SOLID principles in data engineering - Part 2

SOLID principles in data engineering - Part 2

The Object Oriented Programming (OOP) version

Preface 📖

Disclaimer: This article assumes you have a proficient level of Python programming knowledge. If you do get stuck in certain areas of the article, feel free to contact me directly through the handles at the bottom of this post and I'll be happy to walk you through areas you need me to shed light on 🌞

In part 1, I break down what SOLID principles are, and included simplified real-world examples of what each one looks like from a developer’s standpoint.

This time, I aim to show you an example of a real data pipeline built using these design principles with Python.

Pipeline architecture📜

I will be using a web scraper I built for another project designed to scrape football data from a website, transform it into a Pandas dataframe, and then load it into the cloud or local environment.

You can find the source code in my GitHub repository here.

Pipeline breakdown🔎

Traditional data engineering approach

What does it look like?

The traditional data engineering mindset would break down the pipeline architecture pieces into:

Extractor > Transformer > Loader

...or most commonly referred to as...

Extract > Transform > Load

Here's the role of each object in the ETL pipeline when processing data:

  • The Extractor object performs the extract (E)

  • The Transformer object performs the transform (T)

  • The Loader object performs the load (L)

What’s wrong with this?

Although it successfully scrapes the football data it was designed to process, this version violates the SOLID principles in many ways:

  • ❌ This program is open for modification but closed for extension, meaning it would be difficult to upgrade or improve the code overtime if it requires it

  • ❌ Having the bot perform many duties like logging, configuration, and web scraping tightly couples the code which means changes to one part of the program may cause unintended consequences on other parts of the code

  • ❌ The program’s functionalities depend on direct concrete implementations of libraries like boto3, logging, and pandas which means changes to one code block may cause a ripple effect to other parts of the code. This implies modifications have to be applied in multiple places

This isn’t an exhaustive list of the challenges faced with this approach, but these problems make it hard for us to test, extend, or refactor the codebase over a period, which is a necessity for any production-grade application.

Software engineering approach

How do I do this?

Refactoring the pipeline would require approaching it with a software engineering mindset, which means I would need to dive a few layers deeper than the traditional data engineering one made earlier.

To comply with SOLID principles, we would need to break the pipeline into classes that

  • are employed to perform one job only (Single responsibility)
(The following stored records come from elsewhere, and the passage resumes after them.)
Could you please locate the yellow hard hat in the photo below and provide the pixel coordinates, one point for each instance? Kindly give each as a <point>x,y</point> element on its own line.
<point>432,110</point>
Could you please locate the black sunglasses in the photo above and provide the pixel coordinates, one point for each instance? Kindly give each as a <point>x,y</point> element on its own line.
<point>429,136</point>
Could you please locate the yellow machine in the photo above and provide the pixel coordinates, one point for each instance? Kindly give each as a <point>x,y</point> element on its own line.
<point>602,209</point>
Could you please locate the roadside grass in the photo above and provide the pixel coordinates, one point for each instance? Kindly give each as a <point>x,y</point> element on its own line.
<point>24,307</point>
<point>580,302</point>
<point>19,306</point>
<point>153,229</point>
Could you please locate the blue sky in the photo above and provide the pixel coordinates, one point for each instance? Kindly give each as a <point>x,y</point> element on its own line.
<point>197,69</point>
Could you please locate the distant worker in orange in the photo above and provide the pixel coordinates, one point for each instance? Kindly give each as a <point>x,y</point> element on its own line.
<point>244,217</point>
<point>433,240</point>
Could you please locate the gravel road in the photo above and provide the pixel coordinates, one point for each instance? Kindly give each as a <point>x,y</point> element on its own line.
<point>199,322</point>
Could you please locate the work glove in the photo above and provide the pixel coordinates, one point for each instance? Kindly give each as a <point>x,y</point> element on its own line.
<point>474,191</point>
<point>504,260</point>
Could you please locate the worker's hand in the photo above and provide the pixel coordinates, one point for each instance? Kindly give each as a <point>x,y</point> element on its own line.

  • can have functionality added to it over time but never removed from it at any time (Open/close principle)

  • can be swapped for any children classes created from them without any code breaking (Liskov substitution)
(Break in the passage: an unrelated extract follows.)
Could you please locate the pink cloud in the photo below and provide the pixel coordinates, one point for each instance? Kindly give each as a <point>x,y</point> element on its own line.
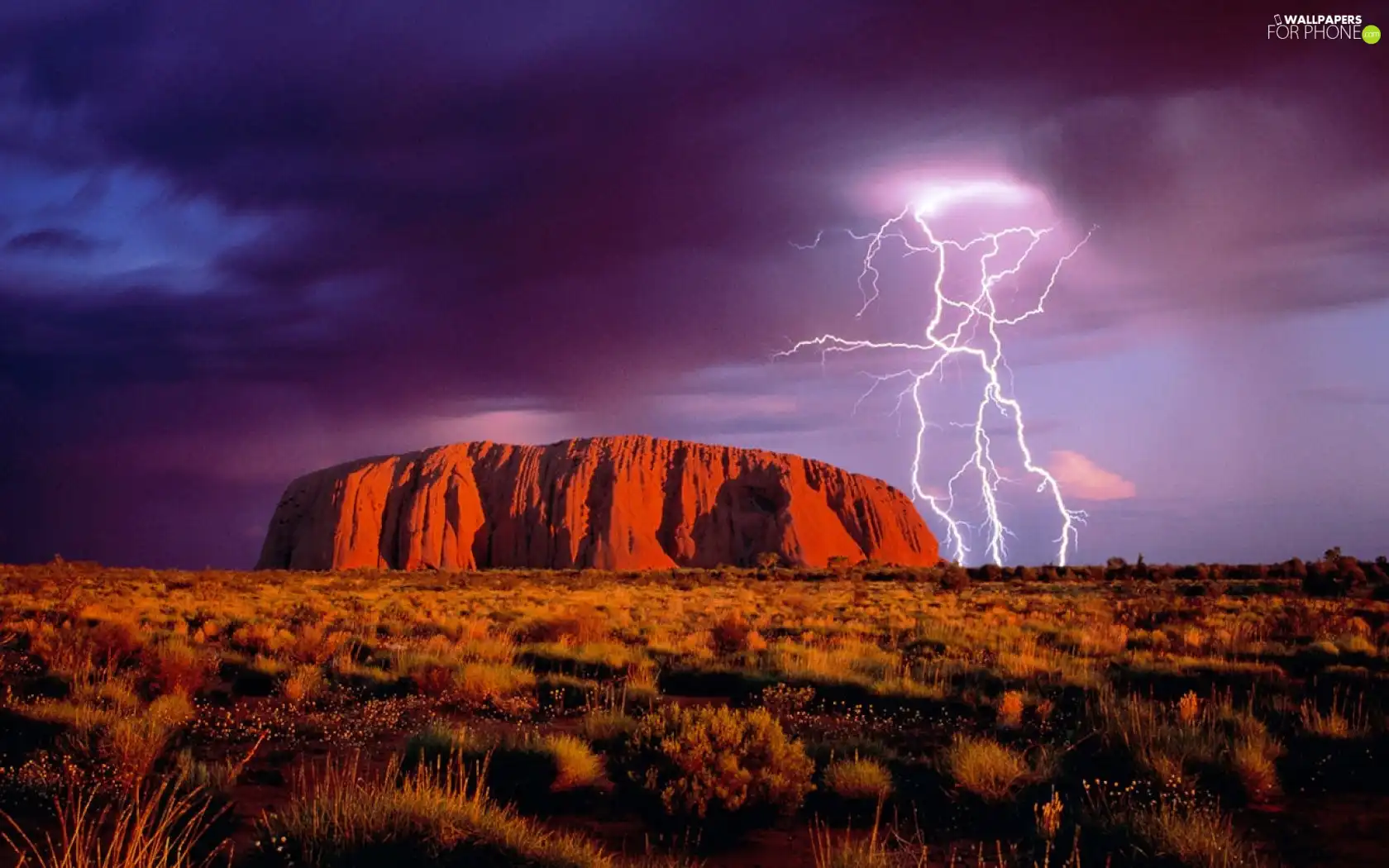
<point>1085,479</point>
  • only have functions that all child classes can use (Interface segregation)

  • depend on abstractions only (Dependency inversion)

What have I done?

So here are the classes I came up with:

  • ILogger - to log messages to a file and the console

  • Config - to manage environment variables

  • IWebPageLoader - to load the football URL in a browser

  • IPopUpHandler - to close the annoying cookie box displayed when you first enter a webpage

  • IDataExtractor - to scrape the football data from the HTML elements in the webpage

  • IDataTransformer - to transform the scraped data into a Pandas data frame

  • IFileUploader - to upload the transformed data into the cloud or local machine

Implementation🎬

1. Logger📝

(GitHub source code for the Logger object can be found here to follow along)

A. What does it do?

The Logger object deals with logging events linked to the scraped content processed in the dataflow. It is expressed as ILogger in my codebase as an abstract class that contains 5 abstract methods for logging messages for the different severity levels such as debug, info, warning, critical and error.
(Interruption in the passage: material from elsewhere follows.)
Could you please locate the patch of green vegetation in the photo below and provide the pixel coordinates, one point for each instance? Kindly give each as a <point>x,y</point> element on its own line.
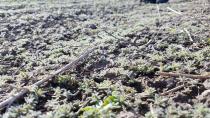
<point>105,108</point>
The 1st level children classes created include:

  • FileLogger - for recording messages to a log file

  • ConsoleLogger - for streaming messages to the console

The ConsoleLogger contains 2nd-level children classes of its own, which include:

  • ColouredConsoleLogger - for streaming messages to the console in coloured format

  • NonColouredConsoleLogger - for streaming messages to the console with no colour formatting

B. How does it satisfy SOLID principles?

Here’s how the Logger object harmonizes with the SOLID principles:

  • Single responsibility (SRP) ✅ - Each parent and child class has one specific logging duty

  • Open-close principle (OCP) ✅- No classes need to be modified but we can add more functionality if the need arises

  • Liskov substitution (LSP) ✅-

    • The FileLogger class can be substituted for the parent ILogger class

    • The ConsoleLogger class can be substituted for the parent ILogger class

    • The ColouredConsoleLogger class can be substituted for its parent ConsoleLogger class

    • The NonColouredConsoleLogger class can be substituted for its parent ConsoleLogger class

  • Interface segregation principle (ISP) ✅ - All child classes at every level share the same methods of their parent class without implementing methods they do not require

  • Dependency inversion principle (DIP) ✅ -

    • The FileLogger concrete class depends on the ILogger abstract class

    • The ConsoleLogger class depends on the ILogger abstract class

    • The ColouredConsoleLogger class depends on the ConsoleLogger abstract class

    • The NonColouredConsoleLogger class depends on the ConsoleLogger abstract class

    • No class is dependent on any concrete classes in the Logger object

2. Config⚙️

(GitHub source code for the Config object can be found here to follow along)

A. What does it do?

The Config class is a simple object for storing private credentials for accessing key environments like the main AWS S3 bucket and the local machine in use. It also contains a WRITE_FILES_TO_CLOUD flag for specifying whether files processed in the pipeline should be persisted to the cloud (True means ‘yes please’, False means ‘no’). Once set to False, files will be persisted locally in the format specified under the Data Loader section.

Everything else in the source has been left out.